A question to the IT wizzards here:
The recent thread on here about autorouter providing weather information inflight via LTE and the Telegram-app got me thinking. If I understand this correctly Telegram requires access to one’s contacts on the mobile device in order to function and uploads those contacts to a Telegram-server.
How do you store passwords and other confidential information, e.g. credit card or passport numbers, on a PC and on portable devices securely and ideally in a way so that the data gets synchronised? Preferrably without the use of some cloud service which might or might not access the data. There are some services / apps like 1Password a.o. out there.
Do you have any recommendations/views or might warn of any shortfalls of such systems?
Thank you !
1Password et al are great for the job. You have to trust the app though.
I personally use “STRIP”, synced over all my devices.
i use eWallet, which i have on my Macs and all iOS devices and which syncs via cloud.
A colleague of mine stores a lot of stuff like that in a secure (encrypted) disk partition. You can do the same under Android and IOS.
There will always be remaining vulnerabilities e.g.
In short, the only way you can be sure nobody can read stuff off your laptop should you lose it, is to encrypt the whole hard drive. Or the whole FLASH, in a mobile device. There are products for that.
Whatsapp and Telegram are a bit more tricky. They authenticate on your phone number, AFAICT. That’s why when you install them, they offer you “contacts” for each person who appears in your phone book under the number known to them and has an account with them. (Whatsapp seem to keep details for ever of people who used the app and then uninstalled it; I have been offered to “invite” a load of these). I don’t think there is much danger with these apps so long as you use them for low grade messages. Whatsapp messages can be seen by loads of people (their system admins). Telegram too unless you use the “secret” messaging mode which is encrypted end to end.

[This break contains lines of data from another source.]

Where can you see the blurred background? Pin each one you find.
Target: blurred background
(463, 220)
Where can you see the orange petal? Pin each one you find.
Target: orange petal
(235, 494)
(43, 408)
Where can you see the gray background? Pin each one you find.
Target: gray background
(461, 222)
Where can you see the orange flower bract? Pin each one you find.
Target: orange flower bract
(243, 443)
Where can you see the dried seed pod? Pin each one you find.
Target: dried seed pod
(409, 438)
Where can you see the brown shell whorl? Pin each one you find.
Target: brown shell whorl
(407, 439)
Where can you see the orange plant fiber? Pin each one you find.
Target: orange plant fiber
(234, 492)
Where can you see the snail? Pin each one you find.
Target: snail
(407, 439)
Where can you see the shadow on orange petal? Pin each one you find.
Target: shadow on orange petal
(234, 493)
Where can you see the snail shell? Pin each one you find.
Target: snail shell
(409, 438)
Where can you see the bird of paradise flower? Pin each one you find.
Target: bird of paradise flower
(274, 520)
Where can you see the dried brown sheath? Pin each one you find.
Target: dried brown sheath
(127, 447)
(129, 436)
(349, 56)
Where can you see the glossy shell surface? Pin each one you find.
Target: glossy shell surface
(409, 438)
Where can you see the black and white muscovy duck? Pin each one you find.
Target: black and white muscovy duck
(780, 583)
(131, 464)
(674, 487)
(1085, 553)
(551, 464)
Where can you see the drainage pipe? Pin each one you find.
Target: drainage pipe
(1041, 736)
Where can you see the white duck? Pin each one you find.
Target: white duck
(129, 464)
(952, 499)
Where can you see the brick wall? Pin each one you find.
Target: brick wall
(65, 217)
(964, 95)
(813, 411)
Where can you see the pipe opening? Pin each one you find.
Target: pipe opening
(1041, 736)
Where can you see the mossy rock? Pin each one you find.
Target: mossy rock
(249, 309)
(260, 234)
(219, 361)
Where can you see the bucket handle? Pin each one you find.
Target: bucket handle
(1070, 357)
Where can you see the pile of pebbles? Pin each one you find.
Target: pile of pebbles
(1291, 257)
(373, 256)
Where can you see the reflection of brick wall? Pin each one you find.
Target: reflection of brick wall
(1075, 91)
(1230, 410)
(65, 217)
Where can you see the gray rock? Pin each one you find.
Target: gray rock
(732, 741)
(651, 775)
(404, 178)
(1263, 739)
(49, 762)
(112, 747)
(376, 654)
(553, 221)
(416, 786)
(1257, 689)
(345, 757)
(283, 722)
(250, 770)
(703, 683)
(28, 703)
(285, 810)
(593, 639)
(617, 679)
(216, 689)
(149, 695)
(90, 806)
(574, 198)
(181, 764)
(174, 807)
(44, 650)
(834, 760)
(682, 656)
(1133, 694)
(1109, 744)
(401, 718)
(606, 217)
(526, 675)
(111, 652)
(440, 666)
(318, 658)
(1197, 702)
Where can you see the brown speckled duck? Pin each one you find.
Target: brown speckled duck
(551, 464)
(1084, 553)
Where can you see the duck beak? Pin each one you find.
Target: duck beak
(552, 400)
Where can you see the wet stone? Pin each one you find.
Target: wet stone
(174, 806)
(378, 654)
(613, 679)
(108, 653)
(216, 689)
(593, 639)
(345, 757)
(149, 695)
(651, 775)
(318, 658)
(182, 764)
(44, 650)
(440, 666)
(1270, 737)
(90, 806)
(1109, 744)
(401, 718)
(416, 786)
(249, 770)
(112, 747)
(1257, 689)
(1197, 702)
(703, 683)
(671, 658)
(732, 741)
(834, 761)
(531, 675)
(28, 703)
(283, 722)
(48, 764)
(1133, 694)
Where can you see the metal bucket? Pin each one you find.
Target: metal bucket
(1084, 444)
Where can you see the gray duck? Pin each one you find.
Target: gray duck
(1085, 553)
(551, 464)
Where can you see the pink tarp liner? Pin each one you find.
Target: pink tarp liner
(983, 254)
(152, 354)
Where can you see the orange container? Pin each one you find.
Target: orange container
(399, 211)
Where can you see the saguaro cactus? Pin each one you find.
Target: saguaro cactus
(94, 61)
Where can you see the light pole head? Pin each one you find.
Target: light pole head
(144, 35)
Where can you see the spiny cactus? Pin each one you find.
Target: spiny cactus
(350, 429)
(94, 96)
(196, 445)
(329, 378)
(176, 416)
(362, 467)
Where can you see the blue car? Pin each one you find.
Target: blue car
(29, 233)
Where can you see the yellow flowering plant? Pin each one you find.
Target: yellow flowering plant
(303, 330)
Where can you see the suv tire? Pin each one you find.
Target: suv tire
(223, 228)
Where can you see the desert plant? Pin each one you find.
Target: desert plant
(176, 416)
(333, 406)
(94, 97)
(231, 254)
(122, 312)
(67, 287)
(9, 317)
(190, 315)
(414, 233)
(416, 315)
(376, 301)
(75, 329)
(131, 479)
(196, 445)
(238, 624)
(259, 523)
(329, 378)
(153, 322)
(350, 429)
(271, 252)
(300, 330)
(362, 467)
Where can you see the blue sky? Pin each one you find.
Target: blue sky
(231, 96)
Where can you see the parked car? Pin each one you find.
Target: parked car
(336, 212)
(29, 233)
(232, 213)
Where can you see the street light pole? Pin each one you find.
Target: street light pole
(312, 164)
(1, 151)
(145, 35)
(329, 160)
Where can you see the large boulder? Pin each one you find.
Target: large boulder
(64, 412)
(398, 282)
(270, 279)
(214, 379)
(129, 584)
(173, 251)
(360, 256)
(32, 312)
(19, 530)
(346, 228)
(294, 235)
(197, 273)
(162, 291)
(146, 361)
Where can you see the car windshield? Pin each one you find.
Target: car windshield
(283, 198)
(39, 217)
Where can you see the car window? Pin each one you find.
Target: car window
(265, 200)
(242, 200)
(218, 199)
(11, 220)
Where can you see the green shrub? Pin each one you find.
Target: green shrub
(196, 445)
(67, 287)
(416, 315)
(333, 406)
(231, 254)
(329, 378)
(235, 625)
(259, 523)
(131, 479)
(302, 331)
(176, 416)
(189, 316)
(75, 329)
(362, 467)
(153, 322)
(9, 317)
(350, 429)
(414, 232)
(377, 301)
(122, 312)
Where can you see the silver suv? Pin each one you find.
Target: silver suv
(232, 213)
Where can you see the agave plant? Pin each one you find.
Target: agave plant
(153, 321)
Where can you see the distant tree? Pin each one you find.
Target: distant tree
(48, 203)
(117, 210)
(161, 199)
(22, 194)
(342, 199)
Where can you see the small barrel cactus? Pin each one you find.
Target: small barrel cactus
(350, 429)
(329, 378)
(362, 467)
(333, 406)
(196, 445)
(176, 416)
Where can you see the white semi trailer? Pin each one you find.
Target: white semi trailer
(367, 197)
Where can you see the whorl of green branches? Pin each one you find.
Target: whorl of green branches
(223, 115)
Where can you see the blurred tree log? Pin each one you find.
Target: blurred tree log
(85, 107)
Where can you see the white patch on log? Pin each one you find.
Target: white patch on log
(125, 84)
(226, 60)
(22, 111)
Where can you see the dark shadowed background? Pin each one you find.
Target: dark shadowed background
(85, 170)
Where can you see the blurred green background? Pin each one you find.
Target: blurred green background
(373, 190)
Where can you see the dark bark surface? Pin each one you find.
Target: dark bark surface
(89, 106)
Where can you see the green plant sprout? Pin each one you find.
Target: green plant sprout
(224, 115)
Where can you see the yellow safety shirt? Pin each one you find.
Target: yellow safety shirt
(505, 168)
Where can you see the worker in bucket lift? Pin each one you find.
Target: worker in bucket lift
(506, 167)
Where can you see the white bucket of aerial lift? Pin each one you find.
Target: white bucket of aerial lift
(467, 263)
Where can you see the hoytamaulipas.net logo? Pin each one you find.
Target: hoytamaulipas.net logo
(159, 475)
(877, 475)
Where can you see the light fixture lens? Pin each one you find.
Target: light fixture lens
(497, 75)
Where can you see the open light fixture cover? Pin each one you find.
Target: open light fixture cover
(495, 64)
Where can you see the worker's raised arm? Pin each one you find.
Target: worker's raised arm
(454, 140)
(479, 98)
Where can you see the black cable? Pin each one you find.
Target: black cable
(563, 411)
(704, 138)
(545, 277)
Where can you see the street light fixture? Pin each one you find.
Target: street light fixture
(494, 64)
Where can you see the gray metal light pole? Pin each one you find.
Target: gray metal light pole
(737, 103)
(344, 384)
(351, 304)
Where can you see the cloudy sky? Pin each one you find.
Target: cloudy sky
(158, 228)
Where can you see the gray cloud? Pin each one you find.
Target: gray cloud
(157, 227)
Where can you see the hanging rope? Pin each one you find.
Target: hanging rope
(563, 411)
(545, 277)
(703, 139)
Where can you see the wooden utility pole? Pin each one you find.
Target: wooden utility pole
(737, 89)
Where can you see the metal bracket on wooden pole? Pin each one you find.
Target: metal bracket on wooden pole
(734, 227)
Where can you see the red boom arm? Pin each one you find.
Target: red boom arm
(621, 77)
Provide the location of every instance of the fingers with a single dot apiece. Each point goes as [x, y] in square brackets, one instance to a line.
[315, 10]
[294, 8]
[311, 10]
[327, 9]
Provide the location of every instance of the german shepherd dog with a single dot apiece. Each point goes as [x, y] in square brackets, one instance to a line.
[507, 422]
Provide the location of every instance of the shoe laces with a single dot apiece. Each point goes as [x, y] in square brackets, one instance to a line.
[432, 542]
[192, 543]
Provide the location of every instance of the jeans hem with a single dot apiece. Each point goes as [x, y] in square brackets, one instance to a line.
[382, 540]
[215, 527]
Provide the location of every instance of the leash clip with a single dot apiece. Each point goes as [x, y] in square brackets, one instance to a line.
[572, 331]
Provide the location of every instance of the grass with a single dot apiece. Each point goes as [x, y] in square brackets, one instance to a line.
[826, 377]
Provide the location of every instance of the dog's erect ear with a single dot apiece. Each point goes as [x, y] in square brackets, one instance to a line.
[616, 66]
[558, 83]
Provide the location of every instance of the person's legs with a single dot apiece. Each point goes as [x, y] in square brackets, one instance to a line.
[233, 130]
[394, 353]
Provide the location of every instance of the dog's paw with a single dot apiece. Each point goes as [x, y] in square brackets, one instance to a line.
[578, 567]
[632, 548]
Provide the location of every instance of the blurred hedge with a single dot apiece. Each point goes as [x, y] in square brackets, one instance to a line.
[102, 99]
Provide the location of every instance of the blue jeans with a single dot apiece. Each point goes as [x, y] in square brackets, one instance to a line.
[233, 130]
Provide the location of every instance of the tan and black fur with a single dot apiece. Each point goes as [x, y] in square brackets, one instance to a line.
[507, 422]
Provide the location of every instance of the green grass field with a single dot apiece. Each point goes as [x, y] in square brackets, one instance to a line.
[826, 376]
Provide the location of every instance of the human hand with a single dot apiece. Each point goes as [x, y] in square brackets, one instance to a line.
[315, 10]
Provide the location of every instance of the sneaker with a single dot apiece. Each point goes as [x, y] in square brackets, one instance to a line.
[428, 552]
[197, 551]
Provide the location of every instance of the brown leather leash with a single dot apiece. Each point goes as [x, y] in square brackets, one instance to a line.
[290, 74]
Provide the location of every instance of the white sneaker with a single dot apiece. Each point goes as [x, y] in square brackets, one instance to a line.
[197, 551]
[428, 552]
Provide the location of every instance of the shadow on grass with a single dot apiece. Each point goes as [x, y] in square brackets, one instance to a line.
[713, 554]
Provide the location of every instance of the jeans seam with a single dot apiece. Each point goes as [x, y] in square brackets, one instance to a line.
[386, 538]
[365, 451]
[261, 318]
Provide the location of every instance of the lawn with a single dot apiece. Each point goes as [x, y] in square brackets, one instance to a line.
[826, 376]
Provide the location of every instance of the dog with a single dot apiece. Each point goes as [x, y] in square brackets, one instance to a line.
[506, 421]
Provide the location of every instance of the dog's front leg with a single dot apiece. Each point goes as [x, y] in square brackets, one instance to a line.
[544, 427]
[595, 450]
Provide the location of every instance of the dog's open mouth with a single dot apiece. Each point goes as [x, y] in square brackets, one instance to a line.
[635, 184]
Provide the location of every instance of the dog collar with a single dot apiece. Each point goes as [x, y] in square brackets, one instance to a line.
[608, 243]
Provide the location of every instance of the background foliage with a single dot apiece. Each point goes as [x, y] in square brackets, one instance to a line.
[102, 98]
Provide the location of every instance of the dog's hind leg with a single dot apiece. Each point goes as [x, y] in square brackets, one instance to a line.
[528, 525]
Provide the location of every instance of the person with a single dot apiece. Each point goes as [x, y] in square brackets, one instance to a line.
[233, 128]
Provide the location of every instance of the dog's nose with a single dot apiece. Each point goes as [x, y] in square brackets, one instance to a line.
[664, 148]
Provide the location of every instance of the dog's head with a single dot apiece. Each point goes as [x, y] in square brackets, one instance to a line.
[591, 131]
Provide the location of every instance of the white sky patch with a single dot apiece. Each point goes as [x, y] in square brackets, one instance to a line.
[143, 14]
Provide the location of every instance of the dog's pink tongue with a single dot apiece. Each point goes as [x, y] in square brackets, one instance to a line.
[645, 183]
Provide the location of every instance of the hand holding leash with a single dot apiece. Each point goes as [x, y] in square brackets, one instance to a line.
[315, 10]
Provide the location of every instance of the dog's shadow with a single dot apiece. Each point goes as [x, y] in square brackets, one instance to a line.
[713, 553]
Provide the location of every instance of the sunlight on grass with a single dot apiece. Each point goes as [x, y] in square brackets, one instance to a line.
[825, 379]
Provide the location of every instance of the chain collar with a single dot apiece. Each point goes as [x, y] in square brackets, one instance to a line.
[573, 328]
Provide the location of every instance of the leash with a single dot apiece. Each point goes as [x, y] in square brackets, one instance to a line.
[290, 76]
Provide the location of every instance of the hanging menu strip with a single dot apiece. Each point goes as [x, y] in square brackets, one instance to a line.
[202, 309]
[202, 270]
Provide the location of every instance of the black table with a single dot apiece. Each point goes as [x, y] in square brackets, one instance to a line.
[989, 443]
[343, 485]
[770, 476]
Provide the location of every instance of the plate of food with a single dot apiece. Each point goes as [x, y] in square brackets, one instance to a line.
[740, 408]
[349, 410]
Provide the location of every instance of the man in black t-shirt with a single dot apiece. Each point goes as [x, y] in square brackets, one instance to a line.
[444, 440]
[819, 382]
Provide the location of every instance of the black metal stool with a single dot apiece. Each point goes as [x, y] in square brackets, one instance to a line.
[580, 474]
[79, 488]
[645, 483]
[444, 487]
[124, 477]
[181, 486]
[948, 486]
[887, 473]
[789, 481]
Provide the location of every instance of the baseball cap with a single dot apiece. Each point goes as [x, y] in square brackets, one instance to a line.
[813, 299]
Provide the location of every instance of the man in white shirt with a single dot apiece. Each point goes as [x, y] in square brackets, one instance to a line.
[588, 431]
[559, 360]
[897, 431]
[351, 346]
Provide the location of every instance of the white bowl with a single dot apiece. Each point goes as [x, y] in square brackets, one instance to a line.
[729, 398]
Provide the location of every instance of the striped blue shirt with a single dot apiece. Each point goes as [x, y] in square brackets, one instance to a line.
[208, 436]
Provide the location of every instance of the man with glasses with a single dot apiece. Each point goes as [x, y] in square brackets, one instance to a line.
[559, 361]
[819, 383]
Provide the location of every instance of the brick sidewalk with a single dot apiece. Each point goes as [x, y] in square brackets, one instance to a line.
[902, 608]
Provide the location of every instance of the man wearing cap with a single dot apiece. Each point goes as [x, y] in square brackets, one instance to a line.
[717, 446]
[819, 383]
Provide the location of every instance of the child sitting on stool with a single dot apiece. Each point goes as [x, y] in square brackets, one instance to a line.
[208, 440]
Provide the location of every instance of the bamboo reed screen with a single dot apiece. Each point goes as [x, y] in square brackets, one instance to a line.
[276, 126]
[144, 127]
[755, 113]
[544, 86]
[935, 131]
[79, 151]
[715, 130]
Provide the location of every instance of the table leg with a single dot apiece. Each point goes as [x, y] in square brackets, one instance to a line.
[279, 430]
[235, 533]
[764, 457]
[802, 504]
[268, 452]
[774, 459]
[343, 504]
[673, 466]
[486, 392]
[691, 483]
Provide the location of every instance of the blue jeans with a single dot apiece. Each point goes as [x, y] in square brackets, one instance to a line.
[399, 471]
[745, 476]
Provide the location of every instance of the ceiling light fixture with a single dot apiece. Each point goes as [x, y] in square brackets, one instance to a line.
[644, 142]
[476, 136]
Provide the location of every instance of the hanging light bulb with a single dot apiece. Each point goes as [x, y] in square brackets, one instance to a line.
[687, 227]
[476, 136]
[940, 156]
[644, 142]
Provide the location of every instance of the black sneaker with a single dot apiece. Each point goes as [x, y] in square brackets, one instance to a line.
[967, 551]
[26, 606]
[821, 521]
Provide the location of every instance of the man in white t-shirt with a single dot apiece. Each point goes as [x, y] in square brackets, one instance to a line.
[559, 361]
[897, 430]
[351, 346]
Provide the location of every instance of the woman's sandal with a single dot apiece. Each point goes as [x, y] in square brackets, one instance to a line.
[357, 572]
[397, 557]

IMHO the largest concern with these apps is “stalking” via the “last seen online” display, which is why some people use the features available to suppress the visibility of that bit.
Facebook’s takeover of Whatsapp means FB now has everybody’s mobile number, which is why Telegram is “better”, for now
and uploads those contacts to a Telegram-server.
If Telegram were smart about privacy, and wanted to protect themselves from litigation over privacy breaches, they would not send the contacts to their server; they would send only crypto hashes. I don’t know what they do. It’s open source AFAIK…
Thanks for your feedback.
STRIP looks interesting.
On a related note: for professional reasons, I am on the lookout for something like this but with multiple levels. I.e. there can be several teams (Windows, Unix, network, database, middleware, …) and each have their list of stored passwords, visible only to authorised team members, writeable by even fewer. Persons can belong to several teams.
Don’t talk of LDAP – too many nightmares already! ;)
Or perhaps, as you said, the choice of implementation was “less than perfect”…
Peripherally on topic, I had a thought about the security of Whatsapp and similar IM services which use your phone # as a “handle”.
The real risk is if you are a famous person. Then anybody who works for the company and who finds out your mobile number (journalists don’t seem to have a problem finding those) can set things up to watch out for your messages.
Whereas, generally on the internet, all people who work for these companies can see is your IP and a few other bits which usually don’t point to any identifiable person.
Which in turn means that the use of Whatsapp etc within large companies (which use fixed IPs) needs to be done carefully…
Peter, how would this be different from hacking a phone to tap into voice calls or assume the phone’s identity? The way these services work is that each end point has an encryption key which is locally generated and whose authenticity is validated by the server once during setup by means of an SMS with a PIN code. That is a reasonably safe approach.